What Do You Need to Urban Camp (for free?)
When most people hear the word camping it conjures images of tents. It is possible you will want to use a tent when urban camping, but it is more likely that you will not want to use a tent. Unless you are camping on your friend’s rooftop terrace or at a public campout event, a tent can draw the wrong kind of attention in an urban environment.
It is usually safer to camp in your car than in a tent. A car will draw less suspicion from shady individuals and law enforcement thinking you are up to no good. A car is also a way to keep your belongings are your person more safe and secure.
There are obviously no facilities or amenities when you are urban camping for free. If the city is hosting, they may set up porta-potties; if you are camping on your own then you will not have this “luxury”. You should plan to use the restroom at a gas station, store, or restaurant before settling in for the night.
A parked car, like a tent, is susceptible to the weather and temperature outside. This means that it is a good idea to pack layers. You may want your sleeping bag, or you may not. It is a good idea to plan and pack for all types of weather and temperatures.
Finally, you should plan to eat out or bring food that requires no cooking or utensils. As most parks and parking lots don’t come with electricity hookups or fire rings, plan on dining on ready-to-eat meals or snack type foods.
The free version of urban camping is more of something that happens out of necessity, rarely is it by pure choice. The hazards of coming into contact with dangerous individuals, getting into trouble with the law, and having no access to facilities are not highly sought after.
If you are hoping to camp in an urban environment while having a safe and enjoyable experience, consider choosing an urban glampground.
Urban Camping at a Campground
If you are not just passing through, but hoping to camp outdoors under the ambient glow of the skyscrapers, consider an urban campground.
It is almost like glamping. The tents are a bit posh and there is typically some food and services provided. Most urban campgrounds are on rooftops and other buildings.
The Gwen in Chicago has equipped one of their terraces on the sixteenth floor with a glamping tent. Guests can stay in the luxury tent outdoors and be treated to perks such as s’mores and transportation to and from the hotel.
Similarly, Strongbow Headquarters in Toronto decked out the rooftop of their building with glamping tents, potted plants, and grass to create a faux orchard. They offered a trip to their urban campground to a few lucky guests.
M&M and NASCAR created their urban glampground on the infield of the Kentucky Speedway. The event had luxury canvas tents complete with air mattresses, rugs, and other homey furnishings. They also provided bathrooms, three meals a day, and plenty of NASCAR themed perks.
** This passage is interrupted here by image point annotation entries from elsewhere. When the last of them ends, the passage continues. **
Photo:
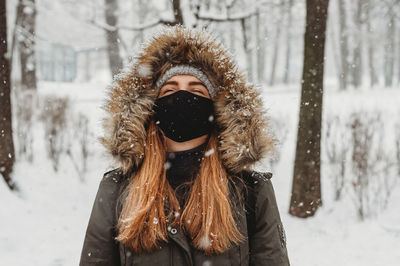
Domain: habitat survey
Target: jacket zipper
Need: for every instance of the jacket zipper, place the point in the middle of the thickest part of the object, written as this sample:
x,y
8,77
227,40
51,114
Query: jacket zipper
x,y
171,260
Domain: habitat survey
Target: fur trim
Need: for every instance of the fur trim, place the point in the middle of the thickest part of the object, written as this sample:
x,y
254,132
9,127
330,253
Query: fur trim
x,y
239,114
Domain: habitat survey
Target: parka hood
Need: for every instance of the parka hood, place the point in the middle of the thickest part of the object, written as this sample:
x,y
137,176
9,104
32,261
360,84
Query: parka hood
x,y
239,116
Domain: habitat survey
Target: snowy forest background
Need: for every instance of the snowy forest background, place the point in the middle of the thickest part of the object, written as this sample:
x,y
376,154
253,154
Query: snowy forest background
x,y
64,53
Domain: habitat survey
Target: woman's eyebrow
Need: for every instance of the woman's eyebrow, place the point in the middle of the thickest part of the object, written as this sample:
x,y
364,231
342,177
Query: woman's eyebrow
x,y
172,82
192,83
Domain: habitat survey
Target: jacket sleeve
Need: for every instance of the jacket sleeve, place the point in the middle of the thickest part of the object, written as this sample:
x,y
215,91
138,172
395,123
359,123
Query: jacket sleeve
x,y
268,242
99,247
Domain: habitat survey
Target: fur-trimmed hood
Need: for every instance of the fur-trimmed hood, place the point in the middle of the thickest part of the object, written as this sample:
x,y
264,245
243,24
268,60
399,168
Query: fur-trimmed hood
x,y
239,114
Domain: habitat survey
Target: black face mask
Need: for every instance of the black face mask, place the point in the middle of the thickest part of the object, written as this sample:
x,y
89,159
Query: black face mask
x,y
183,116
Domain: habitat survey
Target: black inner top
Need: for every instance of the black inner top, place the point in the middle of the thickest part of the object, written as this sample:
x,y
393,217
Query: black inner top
x,y
182,167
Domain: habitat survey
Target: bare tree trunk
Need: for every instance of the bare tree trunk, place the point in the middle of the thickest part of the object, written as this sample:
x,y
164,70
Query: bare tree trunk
x,y
398,53
336,53
177,12
306,190
260,48
371,61
247,48
112,37
389,49
6,139
26,13
286,76
357,63
344,45
276,44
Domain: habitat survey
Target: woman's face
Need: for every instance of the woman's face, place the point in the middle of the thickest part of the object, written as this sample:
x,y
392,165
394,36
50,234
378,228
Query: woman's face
x,y
184,82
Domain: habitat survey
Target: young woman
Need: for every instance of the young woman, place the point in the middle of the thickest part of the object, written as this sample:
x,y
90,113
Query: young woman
x,y
185,129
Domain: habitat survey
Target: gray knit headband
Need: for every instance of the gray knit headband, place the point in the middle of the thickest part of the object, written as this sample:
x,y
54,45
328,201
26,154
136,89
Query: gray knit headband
x,y
189,70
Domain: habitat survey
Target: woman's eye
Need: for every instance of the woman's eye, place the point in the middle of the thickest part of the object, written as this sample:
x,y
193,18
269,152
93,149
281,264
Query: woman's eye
x,y
199,91
167,90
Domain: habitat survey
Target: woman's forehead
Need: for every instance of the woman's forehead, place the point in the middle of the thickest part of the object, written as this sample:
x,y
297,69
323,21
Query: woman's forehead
x,y
183,78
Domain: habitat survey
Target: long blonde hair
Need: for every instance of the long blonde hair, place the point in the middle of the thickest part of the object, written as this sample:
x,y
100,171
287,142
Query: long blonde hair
x,y
151,206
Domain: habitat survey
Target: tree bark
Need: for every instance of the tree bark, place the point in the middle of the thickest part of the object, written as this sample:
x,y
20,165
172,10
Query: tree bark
x,y
344,46
112,37
277,38
246,27
26,13
306,189
357,62
176,4
389,49
261,47
6,140
286,76
371,49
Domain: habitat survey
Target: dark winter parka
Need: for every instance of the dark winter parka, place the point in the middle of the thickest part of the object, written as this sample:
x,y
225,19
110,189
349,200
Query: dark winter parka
x,y
243,141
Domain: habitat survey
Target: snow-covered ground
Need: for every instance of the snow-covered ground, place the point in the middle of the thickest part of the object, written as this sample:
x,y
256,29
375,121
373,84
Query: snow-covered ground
x,y
45,223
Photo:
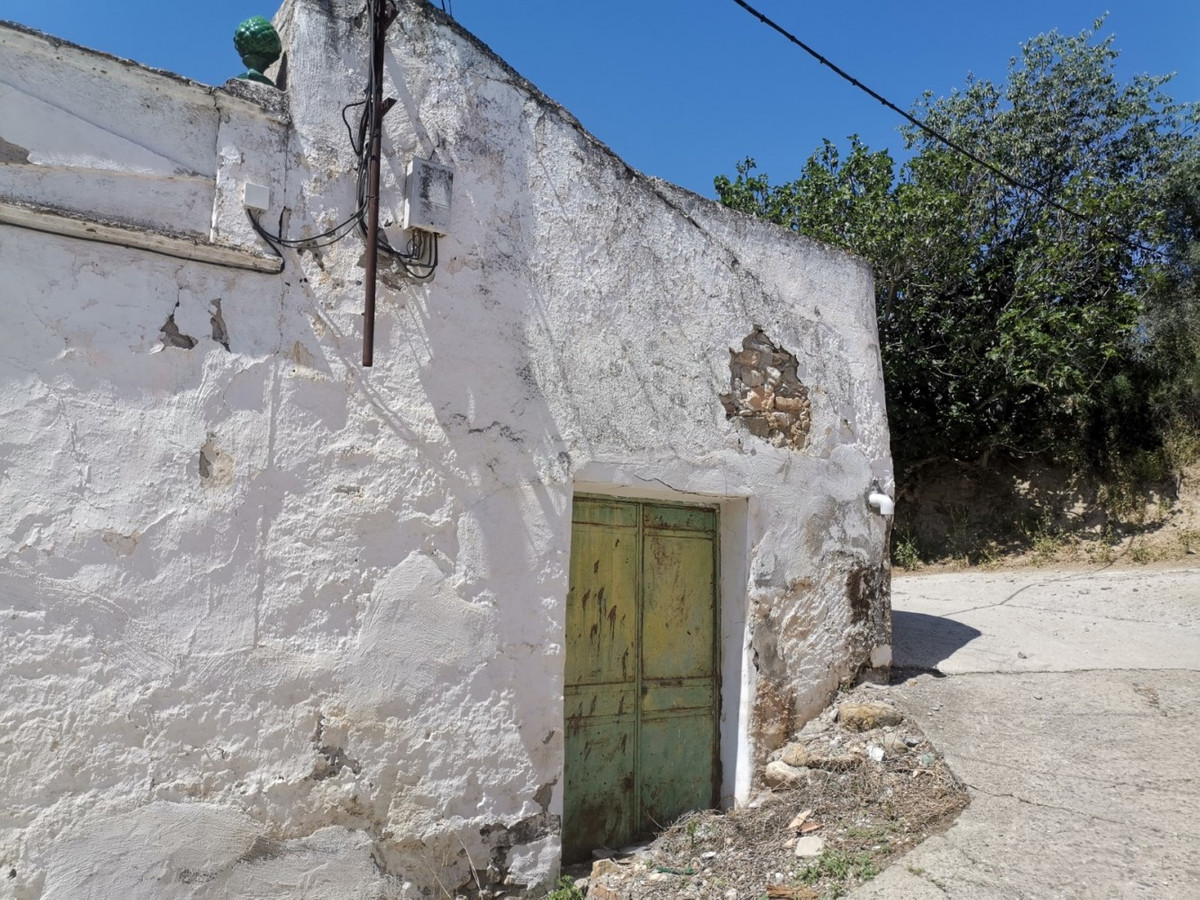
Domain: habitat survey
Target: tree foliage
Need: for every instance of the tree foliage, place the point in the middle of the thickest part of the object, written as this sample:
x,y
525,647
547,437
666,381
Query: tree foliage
x,y
1007,323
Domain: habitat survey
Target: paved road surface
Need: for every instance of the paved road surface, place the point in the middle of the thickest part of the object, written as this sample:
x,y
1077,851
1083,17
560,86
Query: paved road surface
x,y
1069,703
Events and locales such as the ones mentioned above are excellent examples of urban camping at its finest. It is not a somewhat dangerous camping experience had out of necessity, but a way to legally and enjoyably camp in a city environment. Still, these experiences can be rare, difficult to obtain an invite to, and expensive.
Urban glampgrounds and campgrounds have been on the rise. Marketed as “the easiest way to get away”, these experiences offer an escape from the daily grind without having to travel to the country.
Glamping tents are popping up on privately-owned rooftops and terraces in cities around the world. Governor’s Island, an island in the New York Harbor, hosts 37 glamping tents and has a ban on automobiles. This pedestrian and cyclist-friendly island is just outside the city and the epitome of getting away without having to getaway.
A New Way to Camp
Whether you are just passing through and are relegated to urban camping for a night, or you do so by choice, urban camping is a markedly different experience than traditional camping. However, just as when you camp in the woods you need to be aware of your surroundings and pack adequately to ensure that you have a safe and enjoyable time.